A veces, la demostración de poder pasa por la amenaza de ruptura, una manera más de demostrar “una fortaleza que creen tener pero que no tienen, puesto que dieron por hecho que era consustancial a su naturaleza masculina y no se esforzaron en reflexionar sobre ella” (Moreno y Sastre).

Para Juan, el conflicto no radica en su violencia, sino en ella, que cuestiona su autoridad y le priva de ejercer y demostrar poder. Si él se mantiene en su autoafirmación, y ella acepta el chantaje, el vínculo se convertirá en una relación de domino-sumisión. Si ella no acata sus demandas, volverán los sentimientos de inseguridad, la confusión, los celos… Y vemos a Juan cómo le exige a Lucía que no lo deje. Y se lo está diciendo en un desesperado intento de demostrar su poder, pero al mismo tiempo está mostrando su vulnerabilidad.
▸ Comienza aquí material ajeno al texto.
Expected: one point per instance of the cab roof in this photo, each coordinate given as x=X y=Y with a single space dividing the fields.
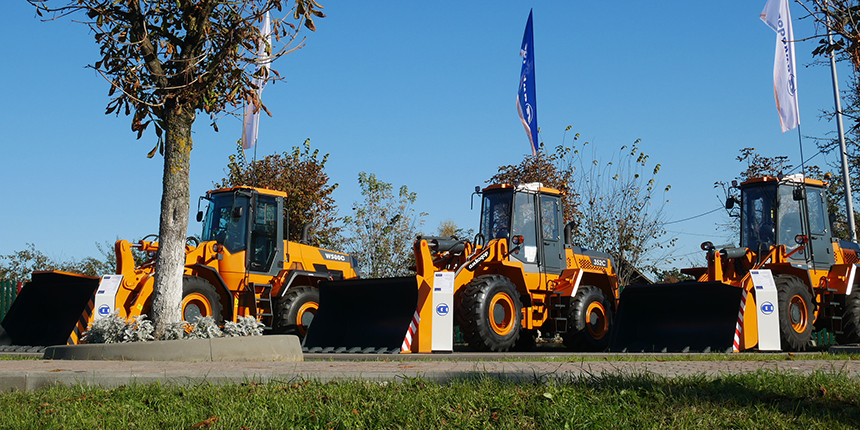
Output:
x=530 y=187
x=264 y=191
x=797 y=179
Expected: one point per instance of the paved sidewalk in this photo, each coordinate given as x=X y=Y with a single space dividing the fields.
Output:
x=34 y=374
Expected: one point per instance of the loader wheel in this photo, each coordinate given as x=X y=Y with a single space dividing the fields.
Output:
x=589 y=319
x=489 y=312
x=795 y=312
x=295 y=311
x=851 y=318
x=199 y=299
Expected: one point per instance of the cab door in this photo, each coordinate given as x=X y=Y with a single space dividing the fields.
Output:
x=552 y=248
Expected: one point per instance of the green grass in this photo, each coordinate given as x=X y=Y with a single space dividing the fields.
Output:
x=763 y=399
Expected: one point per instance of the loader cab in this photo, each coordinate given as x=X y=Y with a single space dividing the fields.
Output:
x=251 y=220
x=531 y=215
x=775 y=211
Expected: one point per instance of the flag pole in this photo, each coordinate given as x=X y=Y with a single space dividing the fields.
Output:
x=846 y=179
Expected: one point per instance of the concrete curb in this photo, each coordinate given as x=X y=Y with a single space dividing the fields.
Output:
x=248 y=348
x=844 y=349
Que los celos sean aceptados como naturales e incontrolables en nuestra cultura, y además señal de amor, no ayuda en nada al protagonista de esta historia. Los celos parecen ser como la sal de la comida, aunque en realidad el efecto es el de ponerle sal al café. Poco se habla de las malas compañías de los celos: la desconfianza, la posesión, la exclusividad, la inseguridad.... Susana Velázquez, (Violencias cotidianas, violencias de género, 2003) desgrana los elementos constitutivos de los celos, que poco tienen que ver con la idealización amorosa del modelo tradicional.

  •          Deseo de exclusividad y de privilegio (envidia, rivalidad)
  •         Deseo de ser el preferido (dolor, humillación de la exclusión)
  •         No tolerancia a que la persona amada elija a otras personas (necesidad de compararse)
  •         Vivencia de estar en peligro (desconfianza y sufrimiento)

Juan está sintiendo todo esto. Pero no sabe qué hacer con ello.

¿Y qué pasa con Lucía?

Ella ruega, suplica, quiere aclarar las cosas hablando. También desea que se restablezca el equilibrio y le pide consejo a su amiga. ¡Qué bueno sería que Juan tuviera un amigo con el que compartir! Lucía no sabe si coger el teléfono y nosotrxs, observadores, tenemos ganas de gritarle que no lo haga, que lo deje, que la violencia de Juan es una señal y no debe ponerse en peligro. Pero Lucía duda: ¿Llamará Juan para disculparse? ¿Le dirá que estaba nervioso?, ¿que se había fumado unos petas?, ¿que la quiere con locura y no soporta que nadie más que él la mire? ¿Le dirá que al productor solo le interesaban sus tetas y no su música? ¿Le propondrá hacer una maqueta juntos e intentarlo en otra parte?, ¿le dirá que no puede vivir sin ella?

No lo sabemos pero lo intuimos. Imaginamos que a la tempestad le seguirá la calma. Y el perdón. Porque éste tiene, para Lucía y para las mujeres en general, la ventaja de “permitirles cumplir con algunos ideales que, agrupados bajo el epígrafe del amor, la cultura deposita en las mujeres. Entre estos ideales se encuentran el ser objeto de la pasión del otro, garante de la conservación del vínculo, y sujeto cuyos deseos de ayudar y apoyar a su pareja le llevan a priorizar los intereses del partenaire por encima de los propios; sujeto que se sacrifica, y minimiza la violencia de la que es objeto. Todos estos ideales son subterfugios que la cultura ofrece a las mujeres para que se acojan a la ilusión de que la jerarquía entre los sexos no les impide participar en la creación del vínculo, en igualdad con sus compañeros.” (Moreno y Sastre: Cómo construir universos. Amor, cooperación y conflictos.)

Pero nosotrxs sabemos que es mentira, que no hay igualdad sino engaño. Los “te quiero” y los “te necesito” son el interruptor que activa la función de cuidadoras de las mujeres, roles que hacen que nos sintamos necesitadas y valoradas, aún a costa de las propias necesidades personales. Y si lo que deseamos es que la pareja nos reconozca como iguales, queda claro que con la imposición lo que Juan consigue es obediencia, nunca reconocimiento.

¿Es posible enseñarle a Juan que lo que puede ganar con una relación igualitaria es infinitamente superior a lo que le ofrece el poder?